Drawing on a quantitative analysis of hundreds of printed and archival sources from 77 towns, The Making of Urban Customary Law in Medieval England is the first cross-regional investigation into the history of urban customs since Mary Bateson's seminal, two-volume work Borough Customs (1904-1906). In contrast to English common law and church law, which both had long institutional and academic traditions devoted to training men in their legal philosophies, customary law constituted local practices that acquired the force of law over time. Urban customary law regulated political officeholding, trade, property holding, and even moral behaviour in English towns.

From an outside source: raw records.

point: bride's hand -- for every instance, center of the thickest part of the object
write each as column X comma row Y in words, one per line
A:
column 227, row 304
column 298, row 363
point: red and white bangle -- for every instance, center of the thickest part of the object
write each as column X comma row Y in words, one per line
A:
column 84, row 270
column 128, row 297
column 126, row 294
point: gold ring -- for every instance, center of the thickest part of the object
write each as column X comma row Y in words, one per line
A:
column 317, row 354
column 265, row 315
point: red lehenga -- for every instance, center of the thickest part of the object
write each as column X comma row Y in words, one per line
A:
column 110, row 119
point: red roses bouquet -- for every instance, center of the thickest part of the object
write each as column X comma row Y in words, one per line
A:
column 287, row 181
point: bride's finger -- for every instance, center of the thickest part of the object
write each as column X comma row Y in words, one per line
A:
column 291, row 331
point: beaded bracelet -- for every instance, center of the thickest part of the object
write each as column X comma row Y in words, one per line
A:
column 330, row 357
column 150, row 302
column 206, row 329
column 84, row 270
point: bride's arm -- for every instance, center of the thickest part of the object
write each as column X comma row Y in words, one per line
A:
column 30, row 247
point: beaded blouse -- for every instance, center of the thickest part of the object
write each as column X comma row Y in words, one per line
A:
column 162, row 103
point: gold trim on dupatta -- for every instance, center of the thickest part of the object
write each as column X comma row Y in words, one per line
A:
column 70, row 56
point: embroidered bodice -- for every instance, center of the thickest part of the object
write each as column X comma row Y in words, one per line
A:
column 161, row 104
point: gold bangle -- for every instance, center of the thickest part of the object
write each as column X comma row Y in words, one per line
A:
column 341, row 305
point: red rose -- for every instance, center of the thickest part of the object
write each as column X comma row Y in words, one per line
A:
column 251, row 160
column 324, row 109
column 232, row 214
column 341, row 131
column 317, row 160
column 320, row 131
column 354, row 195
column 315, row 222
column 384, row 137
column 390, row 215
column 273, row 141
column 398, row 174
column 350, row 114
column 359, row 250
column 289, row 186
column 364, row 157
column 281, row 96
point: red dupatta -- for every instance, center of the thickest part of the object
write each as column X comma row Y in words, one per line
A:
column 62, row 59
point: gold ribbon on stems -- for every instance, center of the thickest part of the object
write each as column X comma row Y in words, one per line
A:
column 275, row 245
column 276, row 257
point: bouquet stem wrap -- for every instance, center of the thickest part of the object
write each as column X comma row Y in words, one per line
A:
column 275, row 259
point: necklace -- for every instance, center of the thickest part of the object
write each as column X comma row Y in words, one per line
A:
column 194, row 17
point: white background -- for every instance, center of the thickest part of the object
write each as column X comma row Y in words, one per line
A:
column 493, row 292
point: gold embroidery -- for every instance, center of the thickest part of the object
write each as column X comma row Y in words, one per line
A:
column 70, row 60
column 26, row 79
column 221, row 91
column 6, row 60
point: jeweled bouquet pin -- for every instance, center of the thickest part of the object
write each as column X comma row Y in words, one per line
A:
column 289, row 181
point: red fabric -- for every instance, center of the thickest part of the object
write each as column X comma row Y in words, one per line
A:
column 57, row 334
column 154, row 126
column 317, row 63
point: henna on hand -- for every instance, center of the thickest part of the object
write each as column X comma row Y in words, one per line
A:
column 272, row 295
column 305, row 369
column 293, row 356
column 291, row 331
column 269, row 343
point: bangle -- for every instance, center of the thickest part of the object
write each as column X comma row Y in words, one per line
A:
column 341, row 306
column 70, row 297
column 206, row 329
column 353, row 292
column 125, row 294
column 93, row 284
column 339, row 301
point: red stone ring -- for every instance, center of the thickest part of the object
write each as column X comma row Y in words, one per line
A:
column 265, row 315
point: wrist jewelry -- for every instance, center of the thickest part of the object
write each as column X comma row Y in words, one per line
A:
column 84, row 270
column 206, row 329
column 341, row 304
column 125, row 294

The Making of Urban Customary Law argues that urban customs, which governed the lives of people in English towns, were crucial to the development of a distinct, bourgeois identity in England-an evolution that this new study tracks from the early twelfth to the late sixteenth centuries. In the years following the Black Death, and especially during the Reformation period, this law became more concerned with defining political authority, maintaining morality, and articulating a consensus about the “common good” for townspeople.
This book makes two principal claims: First, customary law advanced the business interests of an urban oligarchy. These were urban (male) elites who drafted laws and obtained privileges to enhance their wealth and assert their political independence from local lords, and often made claims about the legitimacy of their privileges or laws by rooted them in history or some kind of ancestral past. These lawmakers also made considerable efforts to establish their identities as morally upright and even-handed patriarchs. In so doing, urban customary law played a central role in the development of a distinct bourgeois identity in medieval and Reformation England. Second, this law lent particular meanings to the “common good” in towns, as it helped these lawmakers articulate policies that cohered to their vision of an ideal civic community.